14. The mounting rack as claimed in claim 13, wherein:

said retaining portion further comprises a transverse web connecting said terminal leaves; and

said spring limb is angled off from the longitudinal edge of said bearing strip between said connecting webs and retracts into said retaining portion between said connecting webs.

15. The mounting rack as claimed in claim 13, wherein said spring limb is angled off from the longitudinal edge of said bearing strip between said connecting webs, and said spring limb retracts into said retaining portion between said connecting webs.

16. The mounting rack as claimed in claim 1, further comprising:

a gripping lever fitted at a longitudinal end of said front element, for levering out the printed circuit board assembly,

wherein said gripping lever comprises at least one curved pressure surface oriented and configured to press against and roll over said spring contact strip when said gripping lever is operated to lever the printed circuit board assembly out of the mounting rack interior.

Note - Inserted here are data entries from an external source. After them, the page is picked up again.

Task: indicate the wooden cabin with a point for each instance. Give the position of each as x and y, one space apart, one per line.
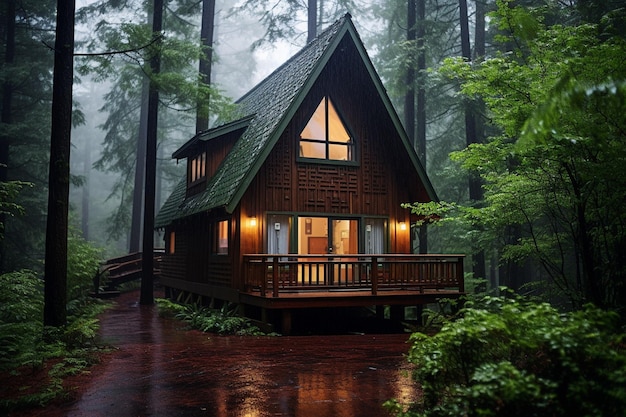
295 203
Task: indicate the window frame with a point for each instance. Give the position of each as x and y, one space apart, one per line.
350 145
196 169
218 227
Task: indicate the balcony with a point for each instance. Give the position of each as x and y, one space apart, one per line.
275 276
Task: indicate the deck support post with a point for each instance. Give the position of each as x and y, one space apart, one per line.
374 275
286 322
419 313
396 313
275 277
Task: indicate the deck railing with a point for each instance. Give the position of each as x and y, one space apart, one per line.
272 273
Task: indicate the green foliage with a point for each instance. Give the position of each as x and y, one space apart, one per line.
27 345
516 357
209 320
83 263
552 171
21 307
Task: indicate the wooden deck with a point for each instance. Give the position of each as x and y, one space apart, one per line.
299 281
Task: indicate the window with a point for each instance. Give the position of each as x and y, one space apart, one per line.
220 243
325 136
278 233
171 248
197 168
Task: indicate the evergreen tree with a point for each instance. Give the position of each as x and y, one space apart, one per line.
27 38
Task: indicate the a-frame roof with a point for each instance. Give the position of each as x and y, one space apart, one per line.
268 108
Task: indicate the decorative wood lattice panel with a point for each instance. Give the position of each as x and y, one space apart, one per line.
327 188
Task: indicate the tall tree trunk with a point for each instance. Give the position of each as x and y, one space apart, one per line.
409 96
147 277
479 55
55 270
140 172
475 189
312 20
7 102
206 35
420 138
86 186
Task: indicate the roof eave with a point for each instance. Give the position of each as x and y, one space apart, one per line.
382 92
287 116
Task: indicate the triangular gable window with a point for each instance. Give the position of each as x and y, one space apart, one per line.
325 136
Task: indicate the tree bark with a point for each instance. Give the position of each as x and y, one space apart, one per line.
140 172
147 277
475 189
7 102
55 270
206 59
420 138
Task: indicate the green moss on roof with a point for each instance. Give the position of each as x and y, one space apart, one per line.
268 108
267 105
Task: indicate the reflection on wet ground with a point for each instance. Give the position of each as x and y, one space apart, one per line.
160 369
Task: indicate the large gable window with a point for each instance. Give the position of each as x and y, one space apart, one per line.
197 168
325 136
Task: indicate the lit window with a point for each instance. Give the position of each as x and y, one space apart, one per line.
221 238
197 168
325 136
172 243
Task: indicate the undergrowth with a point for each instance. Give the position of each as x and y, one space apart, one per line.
223 321
29 348
509 356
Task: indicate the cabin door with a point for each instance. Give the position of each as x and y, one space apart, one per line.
323 235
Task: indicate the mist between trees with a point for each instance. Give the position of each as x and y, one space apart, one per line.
525 95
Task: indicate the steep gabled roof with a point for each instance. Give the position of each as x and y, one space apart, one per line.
269 107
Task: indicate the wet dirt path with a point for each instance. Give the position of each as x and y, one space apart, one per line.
160 369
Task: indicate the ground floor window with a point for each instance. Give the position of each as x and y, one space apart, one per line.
288 233
220 241
171 244
278 233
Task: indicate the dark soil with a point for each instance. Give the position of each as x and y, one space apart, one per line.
157 368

17. A mounting rack, comprising:

an electrically conductive transverse rail;

an electrically conductive spring contact piece mounted on an end face of said transverse rail; and

a detachable, electrically conductive element resting under pressure against said spring contact piece when fully inserted in the mounting rack;

wherein said spring contact piece comprises:

a first portion comprising limbs that secure said spring contact piece to said transverse rail; and

a second portion exhibiting spring action between a rest position, in which said second portion is angled away, along an edge that extends along said transverse rail, from said first portion and away from the end face of said transverse rail, and a tensioned position, in which said second portion is retracted toward said first portion and into the end face of said transverse rail.

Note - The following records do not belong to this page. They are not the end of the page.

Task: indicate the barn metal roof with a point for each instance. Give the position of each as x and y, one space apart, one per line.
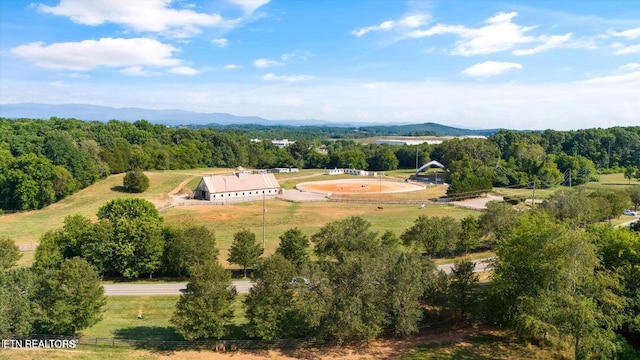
240 182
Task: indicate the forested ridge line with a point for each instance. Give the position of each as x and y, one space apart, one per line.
43 161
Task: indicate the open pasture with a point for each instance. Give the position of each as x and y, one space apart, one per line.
226 220
26 228
359 186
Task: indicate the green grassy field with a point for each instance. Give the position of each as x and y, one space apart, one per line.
120 318
611 182
28 227
486 345
309 217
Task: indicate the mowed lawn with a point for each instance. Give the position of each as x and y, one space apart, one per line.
226 220
120 318
27 227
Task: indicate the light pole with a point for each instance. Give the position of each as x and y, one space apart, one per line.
417 145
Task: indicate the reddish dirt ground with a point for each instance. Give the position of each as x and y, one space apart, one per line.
357 186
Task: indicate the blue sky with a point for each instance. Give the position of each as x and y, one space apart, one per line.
479 64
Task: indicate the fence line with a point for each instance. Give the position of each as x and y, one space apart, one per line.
222 344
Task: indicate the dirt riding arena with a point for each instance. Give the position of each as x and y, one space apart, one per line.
358 186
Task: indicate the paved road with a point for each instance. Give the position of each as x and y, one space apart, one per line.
242 286
481 266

18. The mounting rack as claimed in claim 17, wherein:

said second portion is located centrally in said spring contact piece; and

said first portion frames said second portion on at least two opposite lateral sides of said spring contact piece.

19. The mounting rack as claimed in claim 17, further comprising:

at least two additional spring contact pieces mounted on the end face of said transverse rail; and

an electrically conductive strip interconnecting said spring contact piece with said at least two additional spring contact pieces.

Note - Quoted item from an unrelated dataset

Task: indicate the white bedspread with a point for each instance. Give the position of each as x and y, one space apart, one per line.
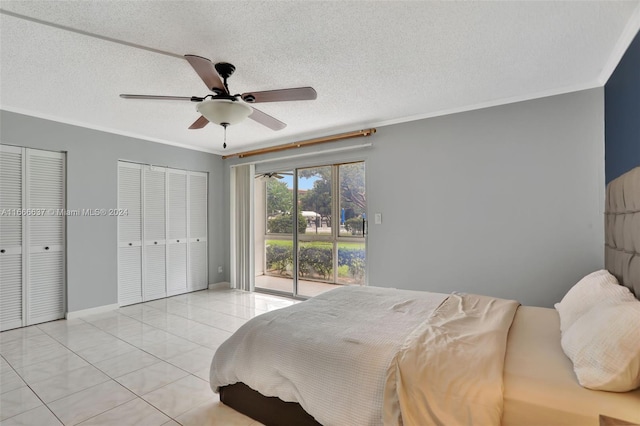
339 354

20. A spring contact strip, comprising:

a plurality of electrically conductive spring contact elements; and

a conductive strip extending in a lengthwise direction and interconnecting said plurality of spring contact elements;

wherein each of said plurality of spring contact elements comprises:

a first contact surface;

at least one securing limb extending from said first contact surface in a first direction, wherein said securing limb is configured to engage a transverse rail of a mounting rack for printed circuit board assemblies; and

a second contact surface that is angled away from said first contact surface along a folding edge that extends along the lengthwise direction and that exhibits spring action between a rest position, in which said second contact surface extends away from said first contact surface in a second direction opposite the first direction, and a tensioned position, in which said second contact surface is retracted in the first direction to form a substantially planar contact surface with the first contact surface.

21. The spring contact strip according to claim 20, wherein

said first contact surface extends at a first angle along the first folding edge from said conductive strip;

said securing limb extends at a second angle along a second folding edge from said first contact surface; and

said second contact surface extends at a third angle along the first folding edge from said conductive strip.